Troubleshooting UNIX Systems with Lsof(From Internet)
So excellent articles, but the blogspot.com is blocked by STH. so i paste it here.
Original Link: http://0xfe.blogspot.com/2006/03/troubleshooting-unix-systems-with-lsof.html
One of the least-talked-about tools in a UNIX sysadmin’s toolkit is lsof. Lsof lists information about files opened by processes. But that’s really an understatement.
Most people forget that, in UNIX, (almost) everything is a file. The OS makes hardware available to applications by way of files in /dev. Kernel, system, memory, device etc. information in made available inside files in /proc. TCP/UDP sockets are sometimes represented internally as files. Even directories are really just files containing other filenames.
Lsof works by examining kernel data-structures and provides a variety of information related to files, pipes, sockets and more.
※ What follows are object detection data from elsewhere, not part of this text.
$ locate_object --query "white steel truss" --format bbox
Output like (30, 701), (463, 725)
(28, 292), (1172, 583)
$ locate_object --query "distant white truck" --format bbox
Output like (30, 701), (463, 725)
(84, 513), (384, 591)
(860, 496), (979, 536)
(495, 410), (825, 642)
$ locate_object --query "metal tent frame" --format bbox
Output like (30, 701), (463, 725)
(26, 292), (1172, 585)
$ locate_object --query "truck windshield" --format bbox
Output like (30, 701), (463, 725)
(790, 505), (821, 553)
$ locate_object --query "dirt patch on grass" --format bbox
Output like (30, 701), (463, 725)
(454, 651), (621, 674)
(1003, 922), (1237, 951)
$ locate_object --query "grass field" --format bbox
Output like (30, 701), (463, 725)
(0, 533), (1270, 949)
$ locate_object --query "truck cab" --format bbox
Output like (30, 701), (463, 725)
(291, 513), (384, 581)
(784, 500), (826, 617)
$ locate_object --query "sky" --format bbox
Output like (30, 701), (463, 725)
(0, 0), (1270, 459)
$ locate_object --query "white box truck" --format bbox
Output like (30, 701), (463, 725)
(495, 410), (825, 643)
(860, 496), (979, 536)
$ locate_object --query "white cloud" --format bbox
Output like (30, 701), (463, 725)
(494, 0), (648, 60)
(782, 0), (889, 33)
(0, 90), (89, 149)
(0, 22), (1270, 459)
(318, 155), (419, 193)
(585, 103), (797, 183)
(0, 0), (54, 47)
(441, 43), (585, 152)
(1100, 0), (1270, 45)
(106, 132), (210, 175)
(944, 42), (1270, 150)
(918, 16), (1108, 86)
Lsof is installed by default on most Linux distributions, BSD distributions and OS X. Binary packages for Solaris, AIX, HP-UX, *cough*SCO OpenServer*cough* and many other UNIXes (Unices?) are available on the web.
So, just how useful is lsof?
Deciphering its Output
Switch to root, and type lsof on the commandline.
linux# lsof
COMMAND PID USER FD TYPE DEVICE SIZE NODE NAME
init 1 root cwd DIR 3,65 4096 2 /
init 1 root rtd DIR 3,65 4096 2 /
init 1 root txt REG 3,65 29556 172317 /sbin/init
init 1 root mem REG 3,65 1166880 93908 /lib/libc-2.3.5.so
init 1 root mem REG 3,65 103053 93909 /lib/ld-2.3.5.so
init 1 root 10u FIFO 3,65 48438 /dev/initctl
ksoftirqd 2 root cwd DIR 3,65 4096 2 /
ksoftirqd 2 root rtd DIR 3,65 4096 2 /
ksoftirqd 2 root txt unknown /proc/2/exe
events/0 3 root cwd DIR 3,65 4096 2 /
events/0 3 root rtd DIR 3,65 4096 2 /
events/0 3 root txt unknown /proc/3/exe
…SNIP…
syslog-ng 6529 root txt REG 3,69 114132 84690 /usr/sbin/syslog-ng
syslog-ng 6529 root mem REG 3,65 1166880 93908 /lib/libc-2.3.5.so
syslog-ng 6529 root mem REG 3,65 64568 93943 /lib/libresolv-2.3.5.so
syslog-ng 6529 root mem REG 3,65 75176 93924 /lib/libnsl-2.3.5.so
syslog-ng 6529 root mem REG 3,65 103053 93909 /lib/ld-2.3.5.so
syslog-ng 6529 root 0u CHR 1,3 47320 /dev/null
syslog-ng 6529 root 1u CHR 1,3 47320 /dev/null
syslog-ng 6529 root 2u CHR 1,3 47320 /dev/null
syslog-ng 6529 root 3u unix 0xdea00e00 672127 /dev/log
…SNIP…
asterisk 7001 root 10u IPv4 6015 TCP localhost:5038 (LISTEN)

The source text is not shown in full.